Is there a best practice for automatically generating tidy names for a dataset? My learning management system grade export creates the most horrific variable names (e.g. `Homework 1 (167963)`
) and I would like to automatically rename them to something tidier (e.g. Homework1(167963)
at the very least). I know about the base R function make.names()
but I wonder if there is something tidier.
janitor::clean_names()
is super useful:
The janitor package has a function called clean_names()
, which is great, and comes with several options for controlling the output.
I think janitor::clean_names()
is a good option for you right now.
tibble / the tidyverse itself will offer more support for name repair in the medium term. Some basic repair will be request-able and there will be a way to say "repair names with janitor::make_clean_names()

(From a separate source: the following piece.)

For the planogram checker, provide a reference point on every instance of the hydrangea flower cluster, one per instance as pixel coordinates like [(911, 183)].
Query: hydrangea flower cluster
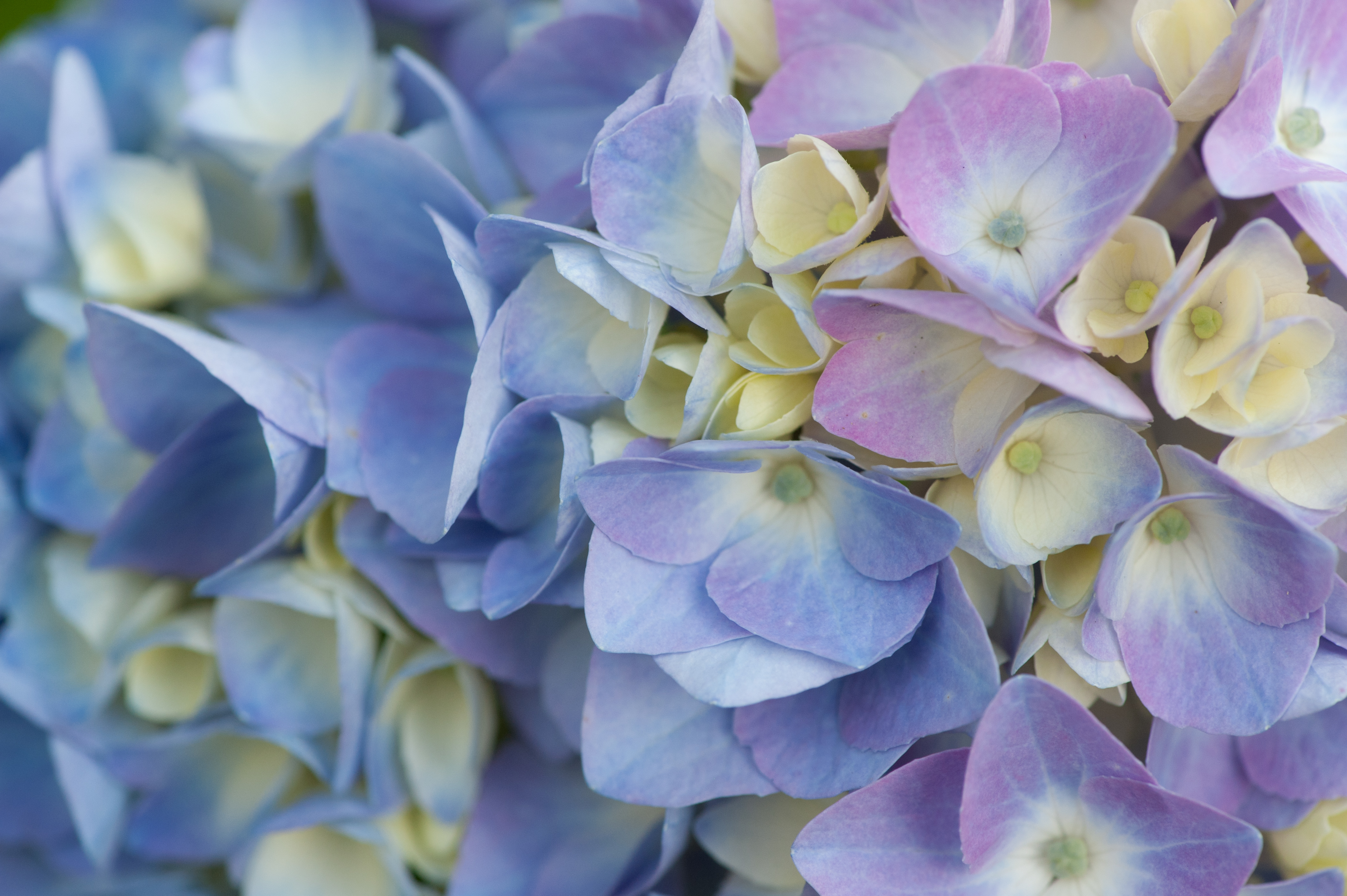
[(740, 448)]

" (or what have you). So stay tuned.
Additionally to janitor::clean_names()
or janitor::make_clean_names()
there is also the underlying snakecase package, which should definitely be worth to look at.
If you want the specific formatting like suggested in the first post, you could go for i.e.:
library(tibble)
library(magrittr)
library(snakecase)
df <- tibble(`Homework 1 (167963)` = "abc")
names(df) %>% to_parsed_case(sep_in = NULL, numerals = "tight")
#> [1] "Homework1(167963)"
Created on 2018-10-30 by the reprex package (v0.2.0).
I just routinely feed everything through janitor::clean_names()
, it is so nice to use. Also check out the very useful janitor::remove_empty()